2024-10-03 バーミンガム大学
<関連情報>
- https://www.birmingham.ac.uk/news/2024/diverse-forests-better-at-capturing-planet-warming-carbon-dioxide
- https://www.science.org/doi/10.1126/science.adk9616
森の木々の生活ペース The pace of life for forest trees
Lalasia Bialic-Murphy, Robert M. McElderry, Adriane Esquivel-Muelbert, Johan van den Hoogen, […], and Thomas W. Crowther
Science Published:3 Oct 2024
DOI:https://doi.org/10.1126/science.adk9616
Editor’s summary
The maximum size, growth rate, and lifespan of trees determines the rate of forest carbon accumulation. These life history traits are thought to be correlated, but studies have been limited to local scales in tropical systems.

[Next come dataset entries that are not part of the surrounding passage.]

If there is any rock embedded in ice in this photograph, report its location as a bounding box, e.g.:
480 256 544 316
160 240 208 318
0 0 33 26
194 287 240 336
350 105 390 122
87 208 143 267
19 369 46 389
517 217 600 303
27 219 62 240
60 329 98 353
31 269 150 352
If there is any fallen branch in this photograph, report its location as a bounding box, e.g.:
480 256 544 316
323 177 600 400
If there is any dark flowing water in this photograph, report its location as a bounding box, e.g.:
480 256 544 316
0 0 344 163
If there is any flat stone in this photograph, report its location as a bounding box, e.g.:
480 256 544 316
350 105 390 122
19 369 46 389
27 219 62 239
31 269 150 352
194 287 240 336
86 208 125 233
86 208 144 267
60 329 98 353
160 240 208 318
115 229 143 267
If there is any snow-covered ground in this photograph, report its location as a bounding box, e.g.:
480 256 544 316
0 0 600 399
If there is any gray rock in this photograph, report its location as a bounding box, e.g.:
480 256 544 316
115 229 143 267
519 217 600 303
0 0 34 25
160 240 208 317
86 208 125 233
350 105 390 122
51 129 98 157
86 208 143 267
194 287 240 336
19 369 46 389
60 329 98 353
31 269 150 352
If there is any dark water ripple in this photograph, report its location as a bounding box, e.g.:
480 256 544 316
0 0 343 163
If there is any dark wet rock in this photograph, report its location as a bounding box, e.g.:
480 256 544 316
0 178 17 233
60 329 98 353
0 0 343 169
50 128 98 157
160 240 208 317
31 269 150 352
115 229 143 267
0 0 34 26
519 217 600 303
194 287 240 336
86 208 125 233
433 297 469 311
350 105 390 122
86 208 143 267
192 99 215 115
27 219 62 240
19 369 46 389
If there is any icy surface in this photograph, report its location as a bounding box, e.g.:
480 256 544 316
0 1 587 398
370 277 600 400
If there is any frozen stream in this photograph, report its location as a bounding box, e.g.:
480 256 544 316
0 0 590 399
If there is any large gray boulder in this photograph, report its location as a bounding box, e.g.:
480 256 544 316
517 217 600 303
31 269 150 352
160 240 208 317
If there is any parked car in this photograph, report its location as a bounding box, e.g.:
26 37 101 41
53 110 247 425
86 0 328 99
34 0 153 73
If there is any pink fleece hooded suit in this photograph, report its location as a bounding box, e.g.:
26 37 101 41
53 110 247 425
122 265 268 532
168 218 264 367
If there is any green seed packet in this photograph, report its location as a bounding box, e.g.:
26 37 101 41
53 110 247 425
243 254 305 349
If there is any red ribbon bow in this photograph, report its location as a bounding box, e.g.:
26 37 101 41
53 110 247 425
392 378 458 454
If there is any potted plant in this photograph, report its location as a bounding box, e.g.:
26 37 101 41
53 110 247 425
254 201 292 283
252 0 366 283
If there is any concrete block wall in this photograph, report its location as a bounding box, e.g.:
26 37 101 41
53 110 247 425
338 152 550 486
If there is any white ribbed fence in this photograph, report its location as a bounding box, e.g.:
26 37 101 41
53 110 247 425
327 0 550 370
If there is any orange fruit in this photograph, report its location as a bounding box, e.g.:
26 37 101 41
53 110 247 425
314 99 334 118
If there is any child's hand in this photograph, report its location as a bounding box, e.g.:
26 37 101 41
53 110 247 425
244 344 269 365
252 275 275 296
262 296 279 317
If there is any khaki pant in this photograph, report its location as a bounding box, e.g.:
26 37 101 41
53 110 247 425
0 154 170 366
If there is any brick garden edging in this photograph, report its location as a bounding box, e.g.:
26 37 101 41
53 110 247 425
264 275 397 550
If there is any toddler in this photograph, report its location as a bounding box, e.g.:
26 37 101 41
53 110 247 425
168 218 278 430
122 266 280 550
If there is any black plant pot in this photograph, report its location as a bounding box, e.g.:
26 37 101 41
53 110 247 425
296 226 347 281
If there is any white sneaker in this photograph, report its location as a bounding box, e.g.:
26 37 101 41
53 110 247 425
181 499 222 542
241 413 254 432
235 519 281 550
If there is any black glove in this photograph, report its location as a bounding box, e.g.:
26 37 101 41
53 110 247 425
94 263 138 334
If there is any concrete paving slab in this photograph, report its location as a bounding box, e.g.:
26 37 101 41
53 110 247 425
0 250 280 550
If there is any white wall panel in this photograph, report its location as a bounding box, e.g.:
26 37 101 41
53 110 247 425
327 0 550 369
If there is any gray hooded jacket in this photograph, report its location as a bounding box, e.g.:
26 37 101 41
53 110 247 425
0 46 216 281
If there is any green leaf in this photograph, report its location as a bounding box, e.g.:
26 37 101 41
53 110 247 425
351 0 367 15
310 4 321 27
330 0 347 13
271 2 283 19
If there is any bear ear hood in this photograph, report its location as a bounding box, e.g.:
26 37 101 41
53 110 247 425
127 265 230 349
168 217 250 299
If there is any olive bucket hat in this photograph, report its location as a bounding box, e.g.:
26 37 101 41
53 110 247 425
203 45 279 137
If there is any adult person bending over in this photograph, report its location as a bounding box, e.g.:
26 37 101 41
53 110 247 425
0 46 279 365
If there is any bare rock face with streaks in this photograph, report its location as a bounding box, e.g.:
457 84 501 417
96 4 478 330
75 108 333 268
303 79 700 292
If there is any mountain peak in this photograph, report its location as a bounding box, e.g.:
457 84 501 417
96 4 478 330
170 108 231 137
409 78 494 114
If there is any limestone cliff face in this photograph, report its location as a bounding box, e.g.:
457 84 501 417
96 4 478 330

Bialic-Murphy et al. used data on tree size and status from over 1000 species across North, Central, and South America to show that these relationships are more complex. Unexpectedly, they found weak positive correlations between measures of size, lifespan, and growth rate. However, species clustered into four types: one fast-growing species and three groups of slow-growing species that varied from small and long-lived to large and short-lived. Species in cold regions tended to grow more slowly and live longer, but these traits were largely independent. —Bianca Lopez
Abstract
Tree growth and longevity trade-offs fundamentally shape the terrestrial carbon balance. Yet, we lack a unified understanding of how such trade-offs vary across the world’s forests. By mapping life history traits for a wide range of species across the Americas, we reveal considerable variation in life expectancies from 10 centimeters in diameter (ranging from 1.3 to 3195 years) and show that the pace of life for trees can be accurately classified into four demographic functional types. We found emergent patterns in the strength of trade-offs between growth and longevity across a temperature gradient. Furthermore, we show that the diversity of life history traits varies predictably across forest biomes, giving rise to a positive relationship between trait diversity and productivity. Our pan-latitudinal assessment provides new insights into the demographic mechanisms that govern the carbon turnover rate across forest biomes.